CYB003 could offer a solution to some of the perceived challenges in implementing psychedelic-assisted psychotherapies in our current healthcare systems.

Traditional psilocybin can last from three to six hours, meaning delivering this therapy in clinical settings will take up a lot of resources, such as staff and therapy rooms. These longer experiences can also make it difficult for some to participate in the therapy due to work and life commitments.

With CYB003 being a fast-acting, short-duration psychedelic compared to a traditional psilocybin experience, the molecule could make the therapy much more cost-effective and accessible for healthcare systems and patients. 

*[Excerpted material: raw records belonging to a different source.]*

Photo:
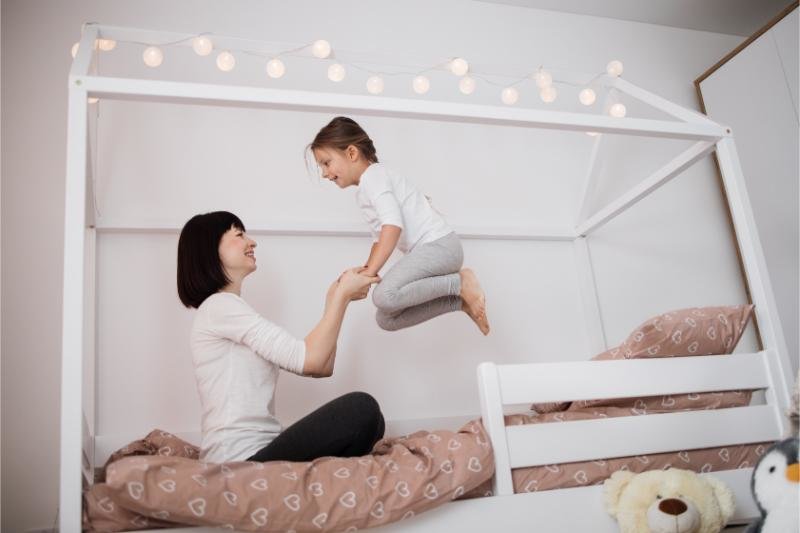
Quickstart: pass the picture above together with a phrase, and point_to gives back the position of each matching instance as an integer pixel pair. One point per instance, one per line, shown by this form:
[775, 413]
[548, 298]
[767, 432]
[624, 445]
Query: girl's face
[343, 167]
[237, 253]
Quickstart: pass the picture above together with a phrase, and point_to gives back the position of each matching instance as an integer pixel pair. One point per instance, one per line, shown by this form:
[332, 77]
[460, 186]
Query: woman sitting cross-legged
[237, 355]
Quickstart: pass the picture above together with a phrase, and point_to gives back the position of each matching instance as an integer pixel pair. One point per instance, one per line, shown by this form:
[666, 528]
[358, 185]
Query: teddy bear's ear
[613, 487]
[724, 497]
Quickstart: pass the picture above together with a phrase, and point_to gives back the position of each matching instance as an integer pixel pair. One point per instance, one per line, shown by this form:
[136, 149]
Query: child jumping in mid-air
[428, 281]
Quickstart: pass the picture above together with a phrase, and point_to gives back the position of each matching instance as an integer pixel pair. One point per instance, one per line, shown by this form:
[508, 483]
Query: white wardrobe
[754, 90]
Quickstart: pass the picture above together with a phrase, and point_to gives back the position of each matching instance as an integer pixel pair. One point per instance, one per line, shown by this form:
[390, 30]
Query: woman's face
[237, 253]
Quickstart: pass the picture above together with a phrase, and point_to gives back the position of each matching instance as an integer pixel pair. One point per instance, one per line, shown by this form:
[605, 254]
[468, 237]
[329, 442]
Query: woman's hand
[354, 285]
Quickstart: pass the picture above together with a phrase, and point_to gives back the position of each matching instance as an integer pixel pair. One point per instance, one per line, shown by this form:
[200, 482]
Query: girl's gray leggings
[423, 284]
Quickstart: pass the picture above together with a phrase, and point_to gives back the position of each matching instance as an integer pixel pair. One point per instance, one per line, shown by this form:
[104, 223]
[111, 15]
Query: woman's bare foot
[473, 300]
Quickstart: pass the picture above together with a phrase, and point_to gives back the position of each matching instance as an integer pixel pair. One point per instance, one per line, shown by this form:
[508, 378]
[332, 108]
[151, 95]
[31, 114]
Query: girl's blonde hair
[342, 132]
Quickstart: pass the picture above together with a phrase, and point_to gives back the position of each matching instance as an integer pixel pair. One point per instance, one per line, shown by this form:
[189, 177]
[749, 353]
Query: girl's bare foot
[473, 300]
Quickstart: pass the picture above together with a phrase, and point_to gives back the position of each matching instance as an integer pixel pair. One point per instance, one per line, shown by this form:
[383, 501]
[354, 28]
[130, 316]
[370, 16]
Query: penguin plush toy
[776, 489]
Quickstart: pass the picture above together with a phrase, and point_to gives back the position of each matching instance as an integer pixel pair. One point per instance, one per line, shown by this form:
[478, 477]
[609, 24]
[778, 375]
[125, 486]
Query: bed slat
[591, 380]
[564, 442]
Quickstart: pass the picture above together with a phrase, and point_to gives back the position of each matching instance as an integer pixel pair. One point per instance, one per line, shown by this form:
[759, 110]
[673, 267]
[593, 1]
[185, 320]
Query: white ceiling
[734, 17]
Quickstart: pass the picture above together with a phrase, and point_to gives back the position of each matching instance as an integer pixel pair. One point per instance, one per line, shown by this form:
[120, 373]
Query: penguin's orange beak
[793, 473]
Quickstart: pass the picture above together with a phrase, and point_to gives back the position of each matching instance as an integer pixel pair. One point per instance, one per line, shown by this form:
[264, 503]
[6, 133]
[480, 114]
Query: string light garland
[203, 45]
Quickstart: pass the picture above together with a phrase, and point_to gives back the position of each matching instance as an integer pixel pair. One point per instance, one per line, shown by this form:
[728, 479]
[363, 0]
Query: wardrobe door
[755, 93]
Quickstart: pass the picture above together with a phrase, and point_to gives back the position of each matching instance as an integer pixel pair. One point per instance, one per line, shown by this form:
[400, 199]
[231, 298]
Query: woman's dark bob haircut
[200, 270]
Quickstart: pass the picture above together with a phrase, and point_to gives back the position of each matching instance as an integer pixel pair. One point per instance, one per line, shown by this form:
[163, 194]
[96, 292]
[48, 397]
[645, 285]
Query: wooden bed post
[755, 267]
[73, 333]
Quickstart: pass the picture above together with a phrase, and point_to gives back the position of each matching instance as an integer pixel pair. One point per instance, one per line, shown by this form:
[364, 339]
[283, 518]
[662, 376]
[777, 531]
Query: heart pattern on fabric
[320, 520]
[377, 510]
[198, 506]
[135, 489]
[249, 492]
[316, 489]
[292, 501]
[474, 464]
[447, 467]
[639, 408]
[168, 485]
[259, 517]
[106, 504]
[259, 484]
[402, 489]
[348, 499]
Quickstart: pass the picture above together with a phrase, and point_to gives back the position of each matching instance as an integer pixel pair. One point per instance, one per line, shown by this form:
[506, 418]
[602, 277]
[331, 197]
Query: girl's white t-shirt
[386, 198]
[237, 355]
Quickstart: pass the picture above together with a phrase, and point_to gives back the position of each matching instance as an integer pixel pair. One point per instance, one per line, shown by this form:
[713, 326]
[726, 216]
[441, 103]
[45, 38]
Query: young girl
[429, 280]
[237, 356]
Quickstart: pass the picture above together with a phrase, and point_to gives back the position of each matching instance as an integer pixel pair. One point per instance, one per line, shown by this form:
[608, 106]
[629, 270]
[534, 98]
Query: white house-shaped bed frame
[578, 509]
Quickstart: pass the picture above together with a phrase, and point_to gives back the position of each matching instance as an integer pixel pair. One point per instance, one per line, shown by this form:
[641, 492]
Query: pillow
[692, 331]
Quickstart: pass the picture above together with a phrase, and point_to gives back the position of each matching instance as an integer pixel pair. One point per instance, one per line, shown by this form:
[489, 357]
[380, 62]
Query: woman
[237, 355]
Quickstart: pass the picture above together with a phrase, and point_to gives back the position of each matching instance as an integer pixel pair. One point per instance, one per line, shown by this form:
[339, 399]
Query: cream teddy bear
[668, 501]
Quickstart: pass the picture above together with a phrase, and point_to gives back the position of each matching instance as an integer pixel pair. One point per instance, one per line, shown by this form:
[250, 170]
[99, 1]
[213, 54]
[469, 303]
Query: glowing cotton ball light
[275, 68]
[321, 49]
[509, 96]
[336, 72]
[614, 68]
[617, 110]
[152, 56]
[375, 85]
[587, 97]
[459, 66]
[202, 45]
[548, 94]
[421, 84]
[226, 61]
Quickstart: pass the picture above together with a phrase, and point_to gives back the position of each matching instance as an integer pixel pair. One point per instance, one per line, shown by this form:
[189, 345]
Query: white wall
[768, 151]
[672, 251]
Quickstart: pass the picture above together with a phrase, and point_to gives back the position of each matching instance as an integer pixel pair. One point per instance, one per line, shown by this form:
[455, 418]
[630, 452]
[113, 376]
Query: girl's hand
[355, 286]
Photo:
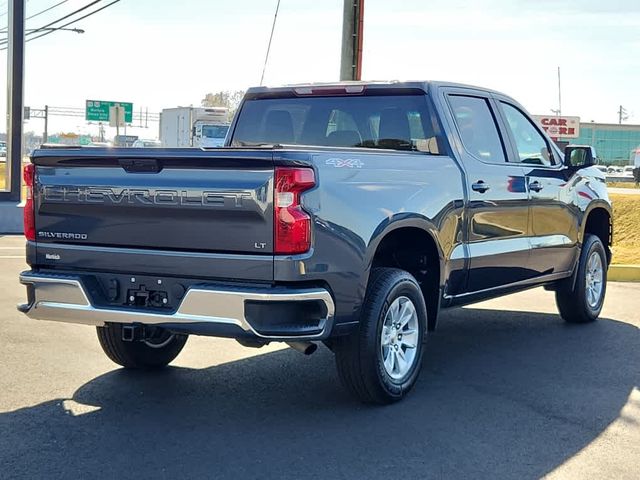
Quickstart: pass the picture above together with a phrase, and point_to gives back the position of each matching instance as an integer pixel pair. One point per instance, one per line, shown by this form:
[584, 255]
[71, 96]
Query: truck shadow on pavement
[501, 395]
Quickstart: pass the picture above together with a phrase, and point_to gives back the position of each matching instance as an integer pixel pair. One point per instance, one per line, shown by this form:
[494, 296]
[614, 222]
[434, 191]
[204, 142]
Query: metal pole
[117, 124]
[273, 27]
[15, 95]
[352, 27]
[45, 137]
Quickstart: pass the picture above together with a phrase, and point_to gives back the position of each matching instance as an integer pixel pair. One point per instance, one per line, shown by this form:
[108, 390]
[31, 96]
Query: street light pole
[15, 95]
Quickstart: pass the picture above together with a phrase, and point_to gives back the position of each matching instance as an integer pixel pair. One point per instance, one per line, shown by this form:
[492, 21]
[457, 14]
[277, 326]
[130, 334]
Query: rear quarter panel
[360, 197]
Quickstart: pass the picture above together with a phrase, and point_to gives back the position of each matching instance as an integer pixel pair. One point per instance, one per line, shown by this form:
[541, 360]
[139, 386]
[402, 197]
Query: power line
[48, 31]
[76, 20]
[4, 41]
[2, 30]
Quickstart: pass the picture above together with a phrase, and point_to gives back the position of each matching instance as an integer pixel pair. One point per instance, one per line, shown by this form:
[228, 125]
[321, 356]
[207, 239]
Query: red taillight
[29, 213]
[292, 225]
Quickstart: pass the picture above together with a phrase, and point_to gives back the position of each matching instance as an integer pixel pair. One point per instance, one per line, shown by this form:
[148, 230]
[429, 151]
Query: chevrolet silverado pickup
[347, 214]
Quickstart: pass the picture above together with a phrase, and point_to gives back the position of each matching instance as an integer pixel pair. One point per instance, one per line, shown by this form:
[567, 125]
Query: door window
[477, 128]
[531, 146]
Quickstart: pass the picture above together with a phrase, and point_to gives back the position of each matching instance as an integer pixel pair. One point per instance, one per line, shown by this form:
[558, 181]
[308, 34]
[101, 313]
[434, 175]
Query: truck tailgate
[171, 200]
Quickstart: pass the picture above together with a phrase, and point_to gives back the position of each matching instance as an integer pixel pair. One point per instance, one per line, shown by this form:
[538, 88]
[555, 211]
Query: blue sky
[165, 53]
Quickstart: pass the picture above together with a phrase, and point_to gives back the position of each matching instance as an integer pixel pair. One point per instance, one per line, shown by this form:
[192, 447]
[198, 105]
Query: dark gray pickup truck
[347, 214]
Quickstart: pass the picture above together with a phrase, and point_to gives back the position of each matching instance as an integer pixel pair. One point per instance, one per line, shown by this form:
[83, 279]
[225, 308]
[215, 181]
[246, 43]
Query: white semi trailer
[193, 126]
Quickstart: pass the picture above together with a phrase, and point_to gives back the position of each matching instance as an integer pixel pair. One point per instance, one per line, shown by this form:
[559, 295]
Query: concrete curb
[624, 273]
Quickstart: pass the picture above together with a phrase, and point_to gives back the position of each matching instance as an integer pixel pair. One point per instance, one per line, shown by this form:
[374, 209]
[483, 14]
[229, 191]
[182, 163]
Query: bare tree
[228, 98]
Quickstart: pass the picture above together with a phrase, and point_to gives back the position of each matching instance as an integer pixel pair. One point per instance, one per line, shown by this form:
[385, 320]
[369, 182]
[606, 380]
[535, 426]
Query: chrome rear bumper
[64, 298]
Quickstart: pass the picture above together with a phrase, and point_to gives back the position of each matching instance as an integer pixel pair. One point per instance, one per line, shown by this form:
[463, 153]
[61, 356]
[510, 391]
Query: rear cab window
[371, 120]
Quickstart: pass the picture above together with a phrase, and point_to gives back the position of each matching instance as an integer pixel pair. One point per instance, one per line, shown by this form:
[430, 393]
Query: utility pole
[15, 96]
[352, 30]
[622, 114]
[559, 95]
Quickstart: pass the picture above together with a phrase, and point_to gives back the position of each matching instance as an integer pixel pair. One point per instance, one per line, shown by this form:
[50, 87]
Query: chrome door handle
[535, 186]
[480, 186]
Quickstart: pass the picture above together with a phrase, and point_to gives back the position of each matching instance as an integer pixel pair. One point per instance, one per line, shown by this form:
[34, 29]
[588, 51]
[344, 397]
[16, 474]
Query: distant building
[614, 143]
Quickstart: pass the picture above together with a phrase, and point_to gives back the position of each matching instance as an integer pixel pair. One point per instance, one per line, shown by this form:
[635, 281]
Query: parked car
[140, 143]
[348, 214]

Its novel delivery form may also offer benefits said Drysdale: “It’s an oral – we’re developing a capsule so there’s no need for an IV infusion pump. That makes it really simple to dose. 

“Patients appear to have an onset of effects quite quickly, in 15 minutes or so. Depending on the patient, there are quite robust effects within the range of 30 to 90 minutes or maybe at a couple of hours in that peak state. So, that’s relatively short.”

Drysdale highlights that for some patients with depression, a fast-acting medicine that can see results this quickly is beneficial, as traditional treatments such as SSRIs can take months to work. 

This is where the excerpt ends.